Launching on Polygon was a strategic decision for ETHA Lend to further enhance the benefits of their users. Higher scalability, interoperability, and gas cost optimization were the core of this decision.
How ETHA Lend is trailblazing
ETHA Lend is in no way following in the footsteps of other protocols. Some of the highlights are:
- ETHA Lend’s discovery algorithm is 700 times faster than it was before an API update
- The ETHA Lend smart wallet has automated features
- Users can save on gas fees through the smart wallet
- Wallet delegation
- Through eVaults, risk-averse users receive optimal and sustainable yields with maximized stability
- Minimizing the impact of short-term volatility on its discovery algorithm
ETHA Lend’s utility and governance token is ETHA.
“$ETHA is a future governance and utility token with value accrual mechanisms, to reward long-term liquidity providers through platform fees and discounts,” says the ETHA Lend website.
Prior to an API update done earlier this year, ETHA Lend’s discovery algorithm would take 45 seconds to calculate an asset allocation for an asset greater than one million U.S. dollars for yield optimization.
For assets less than one thousand U.S. dollars, this process would take 10 seconds.
Post update, ETHA Lend’s discovery algorithm takes less than a second to respond. To break it down, the discovery algorithm, in under a second, factors in the volatility of assets present, past yields, and budget of the asset provided and then calculates the asset allocation.
ETHA Lend provides algorithmically driven optimal yields that are processed 700 times faster. Regardless of the asset size, the calculation will be done in less than a second.
ETHA smart wallet
The ETHA smart wallet is non-custodial, meaning users have full control over their funds due to its decentralized nature.
Holding an ETHA smart wallet is beneficial to the user experience because of the perks involved, like being able to save on gas fees.
How the smart wallet works
An ETHA smart wallet will need to be created when users engage with the protocol for the first time. This is an essential part of the user experience and is only required once.

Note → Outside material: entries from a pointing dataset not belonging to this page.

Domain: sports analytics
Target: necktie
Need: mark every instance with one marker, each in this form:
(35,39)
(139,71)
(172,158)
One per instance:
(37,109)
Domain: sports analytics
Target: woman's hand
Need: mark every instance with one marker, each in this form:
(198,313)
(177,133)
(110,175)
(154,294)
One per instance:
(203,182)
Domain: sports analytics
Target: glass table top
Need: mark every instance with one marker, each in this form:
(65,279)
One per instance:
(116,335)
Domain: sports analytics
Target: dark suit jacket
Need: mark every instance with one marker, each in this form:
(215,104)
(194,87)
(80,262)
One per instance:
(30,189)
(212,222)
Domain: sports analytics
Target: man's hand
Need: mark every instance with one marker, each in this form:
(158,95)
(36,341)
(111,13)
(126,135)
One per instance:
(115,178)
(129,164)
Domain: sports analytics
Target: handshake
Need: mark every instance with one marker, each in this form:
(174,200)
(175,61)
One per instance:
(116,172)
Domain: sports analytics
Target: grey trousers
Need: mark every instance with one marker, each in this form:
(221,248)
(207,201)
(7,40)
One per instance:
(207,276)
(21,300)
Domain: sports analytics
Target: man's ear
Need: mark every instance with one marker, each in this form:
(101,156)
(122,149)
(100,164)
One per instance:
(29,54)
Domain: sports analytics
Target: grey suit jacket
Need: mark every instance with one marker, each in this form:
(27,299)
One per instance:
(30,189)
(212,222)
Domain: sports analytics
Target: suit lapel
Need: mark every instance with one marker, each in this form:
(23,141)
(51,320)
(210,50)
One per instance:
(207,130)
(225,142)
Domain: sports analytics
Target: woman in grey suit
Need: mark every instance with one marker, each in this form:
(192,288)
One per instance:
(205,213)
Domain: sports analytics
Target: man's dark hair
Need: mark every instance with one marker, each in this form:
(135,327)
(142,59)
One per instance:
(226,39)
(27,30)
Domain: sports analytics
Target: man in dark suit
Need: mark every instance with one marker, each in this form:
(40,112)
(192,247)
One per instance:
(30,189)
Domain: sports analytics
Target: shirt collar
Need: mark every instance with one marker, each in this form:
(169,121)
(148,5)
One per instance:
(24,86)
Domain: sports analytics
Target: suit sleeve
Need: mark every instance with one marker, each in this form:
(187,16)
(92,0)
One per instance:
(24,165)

Once a user has visited the protocol, they won’t need to pay approval fees to authenticate their identity or allow transactions when visiting new dApps or protocols that they haven’t visited previously. ETHA Lend has done this to allow users to save on gas fees essentially.
It has also been designed this way, so users save time when making repeat transactions, ultimately enhancing the user experience and making it intuitive. Users are also able to make multiple transactions with different assets all at once.
The ETHA Smart Wallet can directly interact with smart contracts of assets to perform batching. By chaining the multi-level transaction and eliminating the need for the router, gas fees are significantly less.
Users can delegate their ETHA Smart wallet to others for a more accessible DeFi yield experience.
The team will expand on their eVault range, in terms of strategies, functionality, and LP pair deployment. The future eVaults will be released in various phases.
- both eVaults use a unique stable asset strategy to protect a person’s assets from being subjected to high volatility
ETHA Lend’s portfolio rebalancing is reactive to parameters, which is again a unique strategy for a DeFi yield optimizer.
ETHA lending market
The ETHA lending market gives users algorithmically driven yields. Using their own data and algorithm, ETHA Lend ensures user protection from fluctuating hourly APY. ETHA Lend has a hybrid lending rate model.
“We are all aware that the supply rate is one of the most important factors that drive the DeFi lending market. The supply rate is also an extremely volatile element. E.g., the supply rate for DAI on AAVE fluctuates anywhere between 4% to 13% throughout the day. This creates a very volatile or unstable condition for lenders and borrowers,” said ETHA Lend.
To minimize the impact of short-term volatility on the discovery algorithm output, ETHA Lend implemented the below formula:
1/24 * rate_24_hours_ago + 2/24 * rate_23_hours_ago + … + 24/24 * rate current.
“This is a perfect configuration to protect our users from a volatile market and provides a more consolidated lending curve,” ETHA Lend concluded.
Currently, there are four pools within the lending market: MATIC, DAI, USDC, and USDT. Each offers an extremely high APY along with daily rewards in 500 ETHA tokens per pool.
Keep your eye on ETHA Lend
ETHA Lend consistently interacts with its community to generate feedback. This feedback is taken and applied to improve the overall user experience.
By listening to what is being said, engaging with members, and facilitating change that is actually wanted, ETHA Lend has created a dynamic community built on trust and consensus.
Being a newbie in the crypto space is an overwhelming experience at the least and ETHA Lend has created a space of inclusivity.
Making improvements in line with the community’s needs, creating an open dialogue on social media, and an atmosphere of inclusivity, ETHA Lend is leaps and bounds ahead of many of the crypto “giants.”
ETHA Lend is undoubtedly making exciting moves in the crypto space with its Mainnet features.